Qué lástima, dice entre líneas la matrona. “Un hombre joven como usted”, que tanto pudo haber hecho por Fidel –a la larga García Márquez disfrutaría esa amistad personal con el caudillo que Haydée cortaba para Vargas Llosa–, se exilia del cielo comunista y arrastra consigo a decenas de intelectuales. El peruano debió sumar su voz, “una voz que nosotros contribuimos a que fuera escuchada”, al coro unánime.

El talento de los viejos aristócratas de la Revolución para convertir un alegato en instrumento judicial se emplea también aquí. Hay que hablar de Padilla, un escritor “que ha reconocido sus actividades contrarrevolucionarias” y no ha sido jamás torturado. “Se ve que usted nunca se ha enfrentado al terror”, espeta Haydée y sabemos que el fantasma del hermano la ronda. Si el poder no se defiende, sería como “dejar morir de veras a Abel”.

Sigue el juicio. Que Vargas Llosa aceptara en 1967 el premio Rómulo Gallegos –que luego el chavismo secuestró– fue un insulto.
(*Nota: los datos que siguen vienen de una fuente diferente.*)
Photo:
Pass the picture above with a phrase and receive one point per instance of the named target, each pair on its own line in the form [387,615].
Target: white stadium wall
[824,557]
Debió haber entregado el dinero al Che Guevara para sus guerrillas, una recomendación que La Habana le hizo. “Le fue más importante comprar una casa que solidarizarse en un momento decisivo con la hazaña del Che”. Luego: Vargas Llosa es culpable por la muerte de Guevara ese mismo año.

La funcionaria pide inmolación –como el Che, como los vietnamitas, como Abel– y eso obtendrá, pero no de Vargas Llosa

El tono sigue subiendo. Sus opiniones sobre la posición de Fidel ante la invasión soviética a Checoslovaquia son “ridículas”; acudir a una universidad estadounidense es pecado; no ir a La Habana cuando se le invita también; a Vargas Llosa solo le queda “arrepentirse” por ser “la viva imagen del escritor colonizado, despreciador de nuestros pueblos, vanidoso, confiado en que escribir bien no solo hace perdonar actuar mal, sino que permite enjuiciar a todo un proceso grandioso como la Revolución cubana”.

Haydée finaliza con un viva la muerte: pide inmolación –como el Che, como los vietnamitas, como Abel– y eso obtendrá, pero no de Vargas Llosa. Después de toda una vida “con los fusibles disparados y tirando cañonazos a la redonda”, se mató a la manera ortodoxa. La bala que salió del revólver de Chibás traza un hilo de sangre que llega hasta Dorticós, pasando por ella. Abel y Celia, sus hijos con Armando Hart, tuvieron también una muerte prematura, en un accidente ocurrido en 2008. Fidel Castro los sobrevivió a todos. Vargas Llosa también.